Wondering what is the tallest grass in the world?
To give you a straight answer: Bamboo is the tallest grass in the world. There are numerous types of bamboo, with heights of at least one hundred feet.
But is bamboo grass? Yes, bamboo is grass.
It is a massive grass used as a source of food, building materials, and animal feed.
The Chinese use it as a building material, and some of their structures still survive.
The present-day buildings also make extensive use of bamboos, including using them to create furniture and flooring materials.
Well, if you are curious to know more about the tallest grass in the world, this article is all you need.
Just read it till the end!
Most grasses are members of the Poaceae family—one of the largest known plant families, which contains approximately one thousand genera and more than 10,000 species of grasses of all sizes.
And bamboo is a family member of grass!
The giant bamboo species can reach a diameter of one foot. Aside from Antarctica and Europe, bamboo is found in every continent.
Dragon bamboo is the tallest grass in the world, sometimes also called “Giant bamboo” or “Giant Burmese bamboo” (Dendrocalamus giganteus). It can grow to a maximum height of 40–45 m under ideal conditions, with an average height of 20–25 m. The tallest Dendrocalamus giganteus measures up to 42 m (137.9 feet) tall and was discovered in Arunachal Pradesh, India.
Elephant Grass (Pennisetum purpureum), Giant Reed (Arundo donax L.), Pampas Grasses (Cortaderia sp.), and Big Bluestem (Andropogon gerardii) are other species of tallest grass in the world.

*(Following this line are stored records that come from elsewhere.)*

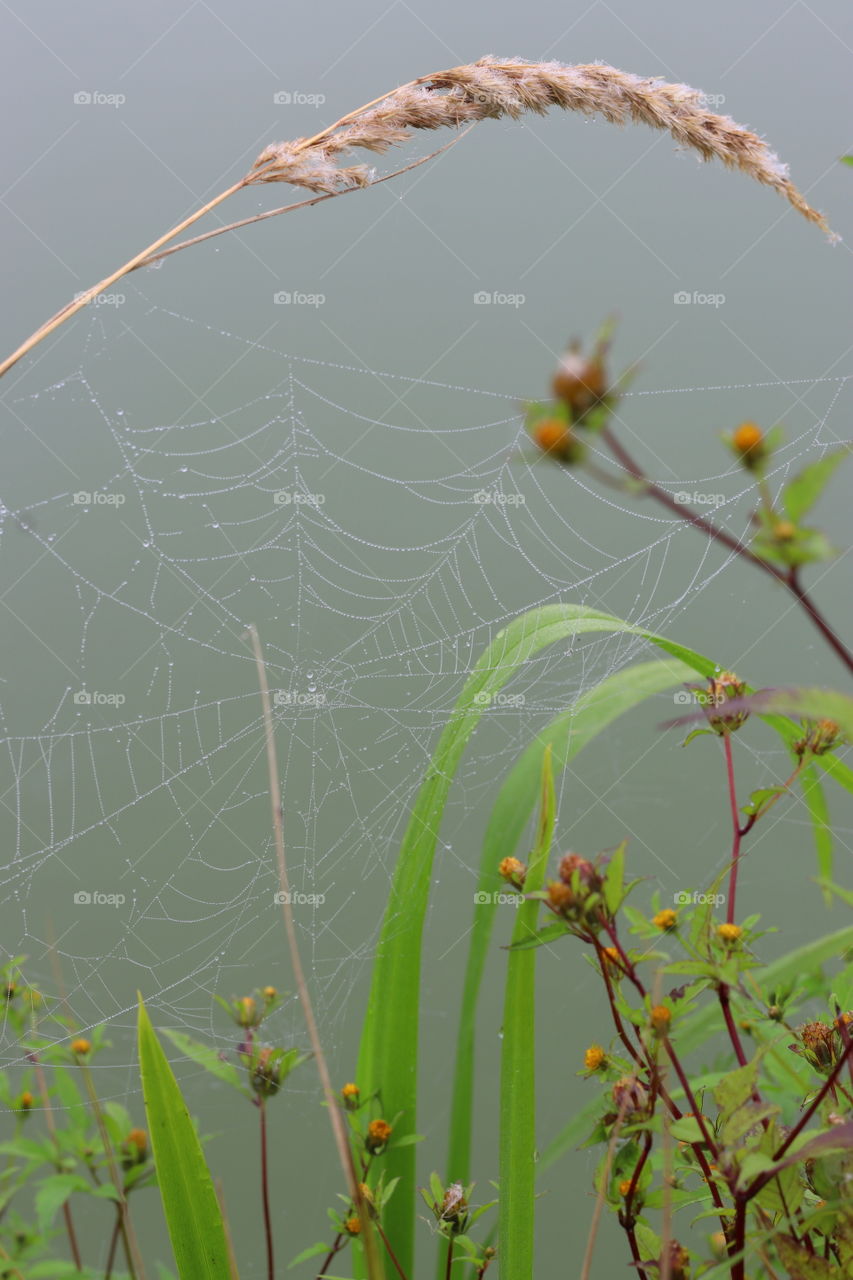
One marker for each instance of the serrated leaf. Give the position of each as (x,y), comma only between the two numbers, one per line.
(801,493)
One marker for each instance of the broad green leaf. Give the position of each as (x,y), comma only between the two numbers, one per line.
(188,1197)
(388,1056)
(518,1137)
(801,494)
(208,1057)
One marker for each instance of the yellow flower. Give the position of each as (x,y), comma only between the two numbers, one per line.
(351,1093)
(512,871)
(729,933)
(594,1057)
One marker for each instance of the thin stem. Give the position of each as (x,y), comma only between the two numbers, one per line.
(789,580)
(299,204)
(268,1219)
(391,1252)
(80,302)
(735,827)
(51,1129)
(114,1239)
(128,1237)
(739,1239)
(338,1129)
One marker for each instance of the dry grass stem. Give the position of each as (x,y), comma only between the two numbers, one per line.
(488,88)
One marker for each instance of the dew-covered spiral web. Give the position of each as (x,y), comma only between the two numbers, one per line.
(377,529)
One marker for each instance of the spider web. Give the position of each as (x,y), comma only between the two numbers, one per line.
(377,529)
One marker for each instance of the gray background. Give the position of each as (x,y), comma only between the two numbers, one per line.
(183,400)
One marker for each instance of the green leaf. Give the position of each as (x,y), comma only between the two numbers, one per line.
(388,1057)
(801,494)
(569,732)
(516,1210)
(209,1059)
(53,1193)
(188,1197)
(821,830)
(699,1027)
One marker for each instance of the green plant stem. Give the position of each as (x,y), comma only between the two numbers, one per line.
(51,1129)
(128,1237)
(338,1128)
(268,1219)
(789,580)
(391,1252)
(735,828)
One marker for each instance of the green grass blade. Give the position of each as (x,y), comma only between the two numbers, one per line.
(568,734)
(388,1057)
(188,1197)
(516,1207)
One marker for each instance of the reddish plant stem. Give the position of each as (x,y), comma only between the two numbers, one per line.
(739,1239)
(735,828)
(268,1219)
(789,580)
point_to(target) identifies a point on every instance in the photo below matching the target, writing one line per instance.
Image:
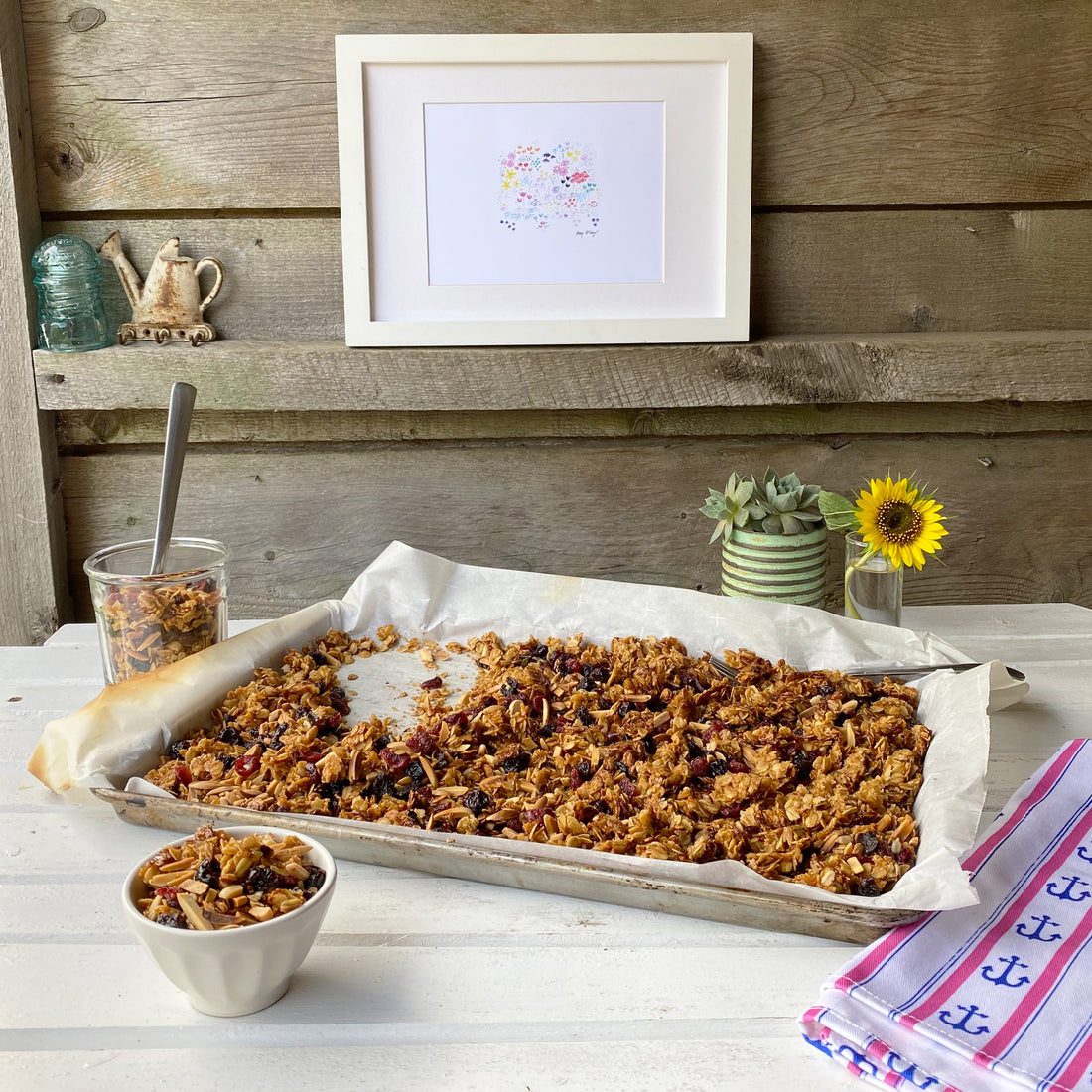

With all that aside, let us look at some frequently asked questions.
When conditions are ideal, bamboo grows every day up to a foot or more without any care from your side.
While most commodities cultivated on plantations are harvested annually, some bamboos can grow so quickly that they are picked every 3–5 years. This is because annual harvesting tends to damage the stands due to the bamboo’s continually expanding root system.
Between the 1880s and 1920s, bamboo became popular in the United States.
Due to its widespread use, this tall grass was planted in numerous states, including California, Arizona, Texas, Florida, and even Alaska.
Most people could recognize bamboo at the turn of the century since bamboo was used frequently for fences.
Yes, bamboo is grass, which makes it extremely easy to grow!
It is a sizable grass that has been utilized for food production, construction, and animal feed. The Chinese used it as a building material, and some of their buildings are still standing today.
Related article: How to Grow and Care for Bamboo Plant? | Complete Guide!
If you want privacy, pick a location with fences or other physical obstacles on both sides that prevent people from seeing into your yard.
Other appropriate locations are those that are far from roads and electrical lines.
A mail-order kit or a potted plant can be used to plant bamboo.
Bamboo grows on underground stems known as rhizomes, which eventually spread to form huge, thick clumps.
You can harvest the stalks of bamboo.
If you do not have either, think of crafting with the stalks or culms or building a trellis for climbing plants.
Bamboo can thrive in almost any soil that drains properly but needs a lot of water. Bamboo prefers a lot of moisture and direct sunlight.
A lot of internet stores and nurseries sell bamboo plants if you are looking to have them.
However, if you reside in a cold location, you should hold off until the spring and summer, when the new growth starts to sprout and establish itself.
Bamboo can live for many years depending on the type and variation you choose to cultivate and the climate where you reside.
Bamboo is a rhizome with a deep root system and does not require much water to grow.
Some varieties of bamboo can grow up to a foot each day.
Some bamboo species grow at a rate of 2–3 feet per day or more when well-established in favorable conditions.
Additionally, it spreads underground, sending rhizomes to build new clumps and producing new plants wherever nodes develop.
You can keep the tallest grass in the world short!
Cutting off at least half of the elder stalks regularly is the only way to keep the bamboo’s short.
The optimal period for harvesting bamboo is early July before the leaves emerge from their sheaths. If you wait until too late in the summer to harvest them, they will become too heavy for one person to manage.
So, you will need some equipment to sort them out!
That is all!
Now, as you have come along so far, you know what is the tallest grass in the world.
Bamboo is easy to grow if you want to have the tallest grass in the world in your home garden. So, you do not have to worry; if bamboos get enough sunlight, you are good to go.
You can also try to plant your own bamboo tree house. People have been doing it for centuries worldwide; you can do it too!
Gather your family and friends to build the tree house. It would be a great project to work on!